Her breath was wheezing out of her. The tears came faster. “H-he… He… Oh, God, Christien.”
“Enough,
ma belle.
” He couldn’t do this anymore, couldn’t force her to say the words. Her body was trembling, tears racing down her cheeks. She could barely breathe through the sobs. Whether she was the real Madelaine or not, this was tearing her apart and he couldn’t bear to watch it happen.
“He raped her.”
Christien closed his eyes. He wanted to scream in agony, wanted to find the bastard who’d done this and kill him with his bare hands, but he was already dead.
“Shhh, little one. Quiet.” He took her in his arms, unable to stand by while she grieved and needing her next to him before his own memories overtook him.
“What’s happening to me, Christien? Why am I suddenly having dreams of this woman?”
He stilled, her words piercing him. The emotion was too real to be forced. Could it be she truly didn’t know what was happening? Ah, God. He wished he knew.
The look she gave him was so desperate it tore him apart. “You think I’m crazy, don’t you?”
He saw the fear those words evoked and knew she was balancing on a slippery slope. She honestly thought she was losing her mind and who could blame her?

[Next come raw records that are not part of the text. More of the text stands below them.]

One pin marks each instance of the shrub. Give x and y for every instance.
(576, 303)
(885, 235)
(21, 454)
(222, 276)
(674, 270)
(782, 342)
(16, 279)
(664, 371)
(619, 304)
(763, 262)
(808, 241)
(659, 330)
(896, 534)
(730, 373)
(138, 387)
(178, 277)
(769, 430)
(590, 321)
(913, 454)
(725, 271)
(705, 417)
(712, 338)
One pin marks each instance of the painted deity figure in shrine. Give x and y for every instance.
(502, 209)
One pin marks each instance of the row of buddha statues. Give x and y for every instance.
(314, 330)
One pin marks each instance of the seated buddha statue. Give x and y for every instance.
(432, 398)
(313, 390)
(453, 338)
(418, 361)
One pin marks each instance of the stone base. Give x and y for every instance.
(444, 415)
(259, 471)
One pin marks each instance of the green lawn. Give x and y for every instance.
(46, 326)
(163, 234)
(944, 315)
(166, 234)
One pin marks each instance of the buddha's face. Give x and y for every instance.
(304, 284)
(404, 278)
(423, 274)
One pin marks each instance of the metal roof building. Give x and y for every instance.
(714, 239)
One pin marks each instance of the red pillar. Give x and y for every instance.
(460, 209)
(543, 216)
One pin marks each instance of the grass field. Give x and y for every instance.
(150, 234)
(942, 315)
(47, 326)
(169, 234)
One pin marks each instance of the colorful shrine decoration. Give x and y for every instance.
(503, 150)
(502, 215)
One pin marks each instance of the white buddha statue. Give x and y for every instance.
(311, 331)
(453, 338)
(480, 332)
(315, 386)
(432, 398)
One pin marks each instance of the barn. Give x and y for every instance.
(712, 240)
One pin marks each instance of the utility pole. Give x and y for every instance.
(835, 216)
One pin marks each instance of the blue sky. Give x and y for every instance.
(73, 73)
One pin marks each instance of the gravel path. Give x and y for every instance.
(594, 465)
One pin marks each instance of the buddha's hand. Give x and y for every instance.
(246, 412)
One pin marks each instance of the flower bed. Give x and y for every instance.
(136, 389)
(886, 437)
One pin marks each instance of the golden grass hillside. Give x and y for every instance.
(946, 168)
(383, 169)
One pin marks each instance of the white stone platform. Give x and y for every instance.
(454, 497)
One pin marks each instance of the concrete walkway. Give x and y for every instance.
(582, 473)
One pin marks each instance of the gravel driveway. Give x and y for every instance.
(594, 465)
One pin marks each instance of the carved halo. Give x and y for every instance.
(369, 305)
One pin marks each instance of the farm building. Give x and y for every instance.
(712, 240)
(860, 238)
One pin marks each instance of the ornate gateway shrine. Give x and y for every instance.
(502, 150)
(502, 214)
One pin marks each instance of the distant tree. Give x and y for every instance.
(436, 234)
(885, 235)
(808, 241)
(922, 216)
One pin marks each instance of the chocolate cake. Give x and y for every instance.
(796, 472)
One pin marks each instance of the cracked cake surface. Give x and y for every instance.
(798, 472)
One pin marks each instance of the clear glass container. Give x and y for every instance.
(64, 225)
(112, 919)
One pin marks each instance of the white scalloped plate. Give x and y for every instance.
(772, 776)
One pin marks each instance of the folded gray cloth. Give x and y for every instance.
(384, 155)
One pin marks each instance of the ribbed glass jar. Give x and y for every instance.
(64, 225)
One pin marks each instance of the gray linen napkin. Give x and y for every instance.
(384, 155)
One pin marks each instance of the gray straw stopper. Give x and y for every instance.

“No, Madelaine. I believe you.” But did he? Did he really believe her? He wanted to, but his mind still balked.
“What if…” He paused to consider his words carefully. “What if there are two realities? What if what you are experiencing aren’t dreams but something else?”
Her brows drew together in confusion. If she was an actress then she deserved an Academy Award for this performance. However, he was beginning to believe she wasn’t acting.
“Of course they’re dreams. What else could they be?”
He hesitated, but knew he had to put it out there, if only to get her reaction. “Memories.”
Her brows dipped and she chewed on her lower lip. “Memories? I don’t understand.”
“There are people who believe death isn’t really the end. That a person’s…essence…can be passed on to another body.”
“You’re talking about reincarnation.” The brows drew deeper and her eyes narrowed in thought before she shook her head. “There is no such thing as reincarnation, Christien.”
“Some would disagree.”
“So you’re saying these dreams aren’t dreams but memories of a past life I led? A past that includes someone who looks like you?”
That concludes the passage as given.